Selon certains auteurs, qu’il y ait acquisition minoritaire ou majoritaire de filiale, prise de participation minoritaire ou majoritaire ou prise de contrôle directe ou indirecte, il est nécessaire de consulter le comité d’entreprise.
Les textes du Code du Travail sont moins clairs et il n’y a que peu de jurisprudence sur le sujet.
Dans une décision un peu ancienne, quelques éléments d’appréciation ont toutefois été apportés. Il a été jugé (CA Paris 21 mai 1997, 1ère chambre A, Comité central d’entreprise Crédit du Nord c/ SA Crédit du Nord et a.) que “lorsque la cession négociée d’une partie du capital d’une société est utilisée comme un moyen de placer la société sous le contrôle d’une autre, une telle opération équivaut à la cession de l’entreprise au sens des dispositions de l’article L.432-1 al.3 [désormais l’article 2323-19] du Code du Travail.

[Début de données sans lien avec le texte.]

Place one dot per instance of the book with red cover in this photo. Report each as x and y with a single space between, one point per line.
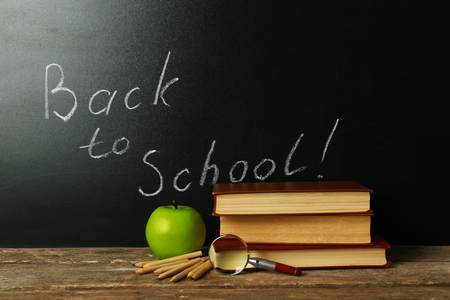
290 198
318 256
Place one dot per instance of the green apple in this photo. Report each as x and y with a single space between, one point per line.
175 230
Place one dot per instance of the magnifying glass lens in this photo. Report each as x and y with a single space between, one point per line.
228 254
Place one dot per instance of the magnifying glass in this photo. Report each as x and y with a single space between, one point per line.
229 254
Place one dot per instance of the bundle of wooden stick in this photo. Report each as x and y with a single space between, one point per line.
191 265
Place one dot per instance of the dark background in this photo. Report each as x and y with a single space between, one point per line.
253 76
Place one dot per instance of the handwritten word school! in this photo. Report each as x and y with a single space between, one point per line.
121 146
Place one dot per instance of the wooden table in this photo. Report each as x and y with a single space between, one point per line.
107 273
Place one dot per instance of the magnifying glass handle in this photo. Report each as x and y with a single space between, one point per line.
274 266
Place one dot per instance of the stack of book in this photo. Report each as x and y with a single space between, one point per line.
303 224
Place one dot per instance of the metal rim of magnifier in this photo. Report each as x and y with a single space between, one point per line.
243 243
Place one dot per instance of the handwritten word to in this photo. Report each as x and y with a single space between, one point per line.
61 89
211 166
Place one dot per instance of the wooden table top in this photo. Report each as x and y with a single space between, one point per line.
107 273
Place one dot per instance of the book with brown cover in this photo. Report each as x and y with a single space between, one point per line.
318 256
290 198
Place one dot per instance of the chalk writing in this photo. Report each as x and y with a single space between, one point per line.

La société dont les actions détenues par le principal actionnaire sont cédées est donc tenue d’informer son comité d’entreprise sur la cession et ses conséquences quant à l’avenir de l’entreprise, à son développement et à l’évolution des structures de production
”.
Par ailleurs, une ancienne circulaire DRT n°12 du 30 novembre 1984 précise qu’ “au sens de l’article 355 de la loi n°66-537 du 24 juillet 1966 modifiée, il y a participation lorsqu’une société détient entre 10% et 50% du capital d’une autre société.

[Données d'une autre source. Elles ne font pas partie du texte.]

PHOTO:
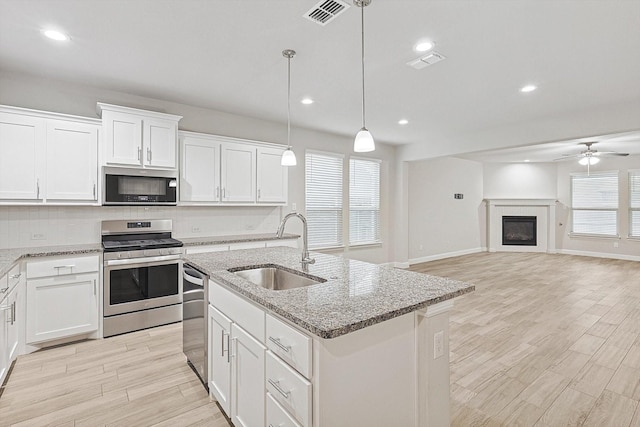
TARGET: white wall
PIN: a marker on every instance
(17, 224)
(626, 248)
(438, 223)
(520, 181)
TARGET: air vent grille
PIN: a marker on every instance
(326, 11)
(424, 61)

Avant la loi du 28 octobre 1982, une simple prise de participation n’emportant pas une cession de contrôle ne donnait pas lieu à la consultation du comité d’entreprise. Désormais, le chef d’entreprise de la société qui prend une participation dans une autre société doit consulter son comité d’entreprise préalablement à la réalisation de l’opération, et le chef d’entreprise de la société qui fait l’objet de cette prise de participation doit informer son propre comité.

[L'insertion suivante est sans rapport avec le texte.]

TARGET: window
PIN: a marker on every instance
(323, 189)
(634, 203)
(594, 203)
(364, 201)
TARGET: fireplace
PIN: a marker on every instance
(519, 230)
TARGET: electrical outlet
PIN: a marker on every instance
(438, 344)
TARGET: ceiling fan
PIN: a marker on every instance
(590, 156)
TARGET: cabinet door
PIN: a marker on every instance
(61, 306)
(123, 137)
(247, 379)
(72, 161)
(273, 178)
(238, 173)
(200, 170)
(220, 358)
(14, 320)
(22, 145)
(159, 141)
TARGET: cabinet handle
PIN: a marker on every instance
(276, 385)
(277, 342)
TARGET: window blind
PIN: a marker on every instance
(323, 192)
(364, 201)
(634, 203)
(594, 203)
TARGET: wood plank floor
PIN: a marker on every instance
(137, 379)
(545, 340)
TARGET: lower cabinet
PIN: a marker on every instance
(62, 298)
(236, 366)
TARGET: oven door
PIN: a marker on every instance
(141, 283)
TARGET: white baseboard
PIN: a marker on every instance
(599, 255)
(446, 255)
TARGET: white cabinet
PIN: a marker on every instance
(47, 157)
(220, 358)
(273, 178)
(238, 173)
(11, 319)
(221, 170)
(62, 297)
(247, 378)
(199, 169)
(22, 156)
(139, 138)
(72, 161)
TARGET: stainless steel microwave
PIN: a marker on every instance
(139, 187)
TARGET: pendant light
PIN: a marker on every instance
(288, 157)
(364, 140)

Les obligations du chef d’entreprise sont donc différentes selon que la société est l’auteur ou fait l’objet de la prise de participation ; par ailleurs, dans cette seconde hypothèse, l’information du comité peut ne pas être préalable à l’opération : l’information n’a lieu qu’à posteriori si le chef d’entreprise n’a connaissance de l’opération qu’à ce moment là”.
L’appréciation de l’obligation de consulter les représentants du personnel sur une modification de l’organisation économique ou juridique dépend des faits et surtout des effets de l’opération (changement de groupe, franchissement de seuils…). C’est le contexte de l’opération qui conduira à une position définitive, même s’il est clair que le conseil en droit social aura souvent tendance à préconiser, par précaution, la consultation.
Enfin, l’information au comité d’entreprise doit être communiquée lorsque le projet de transmission est suffisamment avancé, pour présenter une situation assez précise, afin de lui permettre de rendre un avis éclairé sur les conséquences de l’opération envisagée.
Il est recommandé d’informer le comité d’entreprise par étape au fur et à mesure de l’avancement du projet, lorsque cela est possible et lorsque la confidentialité du projet ne s’y oppose pas.
Contenu de l’information communiquée au comité d’entreprise
L’information donnée au comité d’entreprise doit être complète :
– Justification économique du projet,
– Données chiffrées les plus complètes,
– Différents schémas envisagés,
– Conséquences sociales pour les salariés concernés par le projet, Présentation de la société cessionnaire, …
Il convient d’associer le comité d’entreprise, si possible, au cours des réunions préalables, à la réflexion conduite par la direction ou sur l’avancement du projet, avant d’engager la procédure de consultation du “Livre 2” proprement dite sur le projet.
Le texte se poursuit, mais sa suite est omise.